Twitterをはじめとするマイクロブログという新しいコミュニケーション手段が、個人と個人のつながりのあり方を変えていくように、企業内のコミュニケーションにマイクロブログを導入することで、組織の中にも変化が表れてくるようです。

Chatter on Chatter - Force.com Blog

企業向けのマイクロブログ機能を備えた「Salesfoce Chatter」のベータテストを先週開始した米セールスフォース・ドットコム。同社自身も数週間前から社内でChatterを利用し始めたそうです(参考:クラウドで先頭を走るセールスフォースが「過去最大のブレークスルー」を発表。Dreamforce 2009)。

社内が以前より人間的になった

それからわずか数週間でセールスフォース社内にどのような変化が起きたのか? 同社エバンジェリストのUmit Yalcinalp氏が、Force.com blogのエントリ「Chatter on Chatter」で次のように紹介しています。

リーダーシップがガラス張りになる(Transparency of Leadership)

最初の変化として挙げられたのが、リーダーがはっきりと見えるようになり、彼らの価値や、目的を達成するためのコミュニケーションも見えるようになったということ。例として、セールスフォース社員の誰もがCEOであるマーク・ベニオフ氏をフォローすることで、彼がどのようなドキュメントを読み、どのような情報をネットから取り上げるかが分かるため、彼はいままでより透明性が高く一貫した方向性を示すリーダーになっているそうです。

みんなからのフィードバックが得やすい(Cloud Sourcing Feedback)

フィードバックを得るためにみんながドキュメントなどを投稿するようになったことで、メールの添付ファイルやドキュメントのコピーが不要に。そして以前よりも多くの部門からフィードバックが得られるようになり、Yalcinalp氏自身も同僚にフィードバックする機会が増えたそうです。

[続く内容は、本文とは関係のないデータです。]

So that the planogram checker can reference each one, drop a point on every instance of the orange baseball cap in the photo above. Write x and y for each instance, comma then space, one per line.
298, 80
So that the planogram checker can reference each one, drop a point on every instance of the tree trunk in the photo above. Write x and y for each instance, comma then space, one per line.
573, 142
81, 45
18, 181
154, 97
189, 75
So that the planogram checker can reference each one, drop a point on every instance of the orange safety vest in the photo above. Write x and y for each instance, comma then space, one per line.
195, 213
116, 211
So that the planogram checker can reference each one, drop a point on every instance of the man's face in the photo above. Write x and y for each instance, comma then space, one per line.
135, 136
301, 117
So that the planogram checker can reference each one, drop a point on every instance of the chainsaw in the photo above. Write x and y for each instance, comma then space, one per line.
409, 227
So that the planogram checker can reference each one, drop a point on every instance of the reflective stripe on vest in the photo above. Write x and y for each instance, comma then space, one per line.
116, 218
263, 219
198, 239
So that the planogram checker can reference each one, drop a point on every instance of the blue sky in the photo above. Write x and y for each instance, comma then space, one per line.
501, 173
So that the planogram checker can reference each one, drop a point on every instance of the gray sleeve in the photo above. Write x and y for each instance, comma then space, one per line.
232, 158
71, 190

みんなから競合のデータが集まる(Cloud Sourcing Competitive Data)

Webは巨大なため、競合の情報や注意すべき出来事を個人が全部チェックすることは困難ですが、タイムラインにはみんなからのコメントやフィードから得られた情報が集まってくるとのこと。

専門性を尊重し、信頼あるコミュニティの形成(Creating Expertise Centers, Trust and Community)

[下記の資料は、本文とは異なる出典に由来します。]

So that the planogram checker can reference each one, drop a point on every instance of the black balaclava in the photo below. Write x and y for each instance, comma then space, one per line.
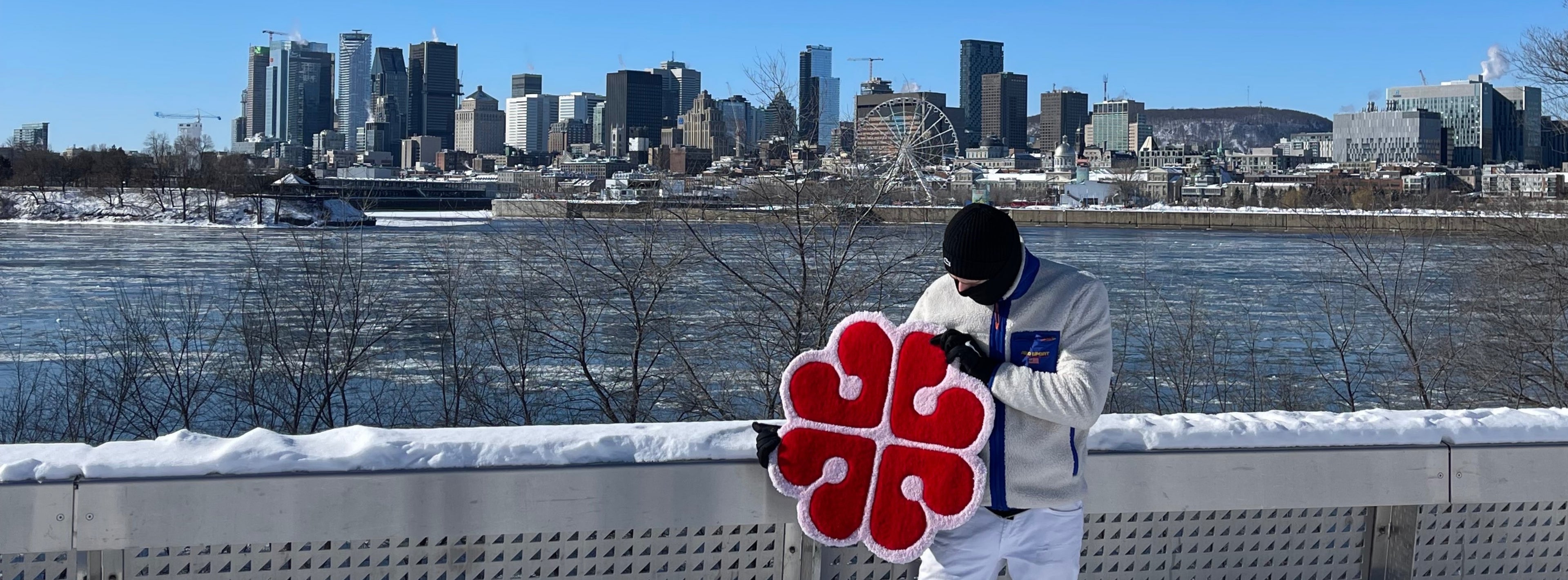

Chatterの導入で、社内の部門が何をしているのか、どのように関連しているのかが以前よりも分かるようになったといいます。Yalcinalp氏もプロダクトマネージャたちと社内での協業を行うときに、プロフィールやタイムラインを見て誰にどのような質問をすればいいかが分かるようになったとのこと。こうしたことを通して、セールスフォース社内は以前よりもお互いをよく知るようになって、社内がより人間的になったとYalcinalp氏は書いています。

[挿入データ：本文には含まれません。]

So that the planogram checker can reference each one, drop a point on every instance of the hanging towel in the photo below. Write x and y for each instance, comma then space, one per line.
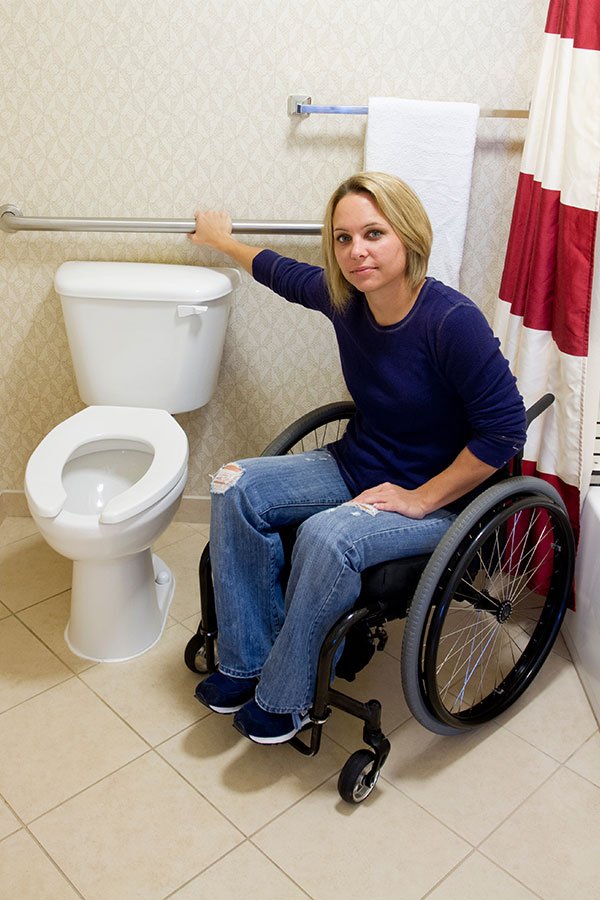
429, 145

これはSalesfoce Chatterを提供するセールスフォースのエバンジェリストがポストしたエントリですから、前向きなことが書いてあるのは当然としても、それでも企業内にマイクロブログを導入すると、いかにもこうしたことが起こりそうな気がします。

先週のエントリ「マイクロソフトもOutlookにタイムライン機能を追加、Twitterに対応しないわけがない」で書いたように、セールスフォース・ドットコムはChatterを発表を発表し、IBMはProject Vulcan、SAPは12sprints、グーグルはGoogle Buzz、そしてマイクロソフトはOutlook Social Connectorと、ビジネスアプリケーションベンダーが企業内の情報共有手段としてマイクロブログやソーシャルネットワークを応用することは明確なトレンドとなっていることを書きました。こうしたツールが普及するかどうかは、企業がそれを受け入れてくれるかどうかですが、ポジティブな効果があるという認識が一般化すれば、いまクラウドや仮想化が急速に企業に広まっているように、マイクロブログも急速に企業へと浸透していくのかもしれません。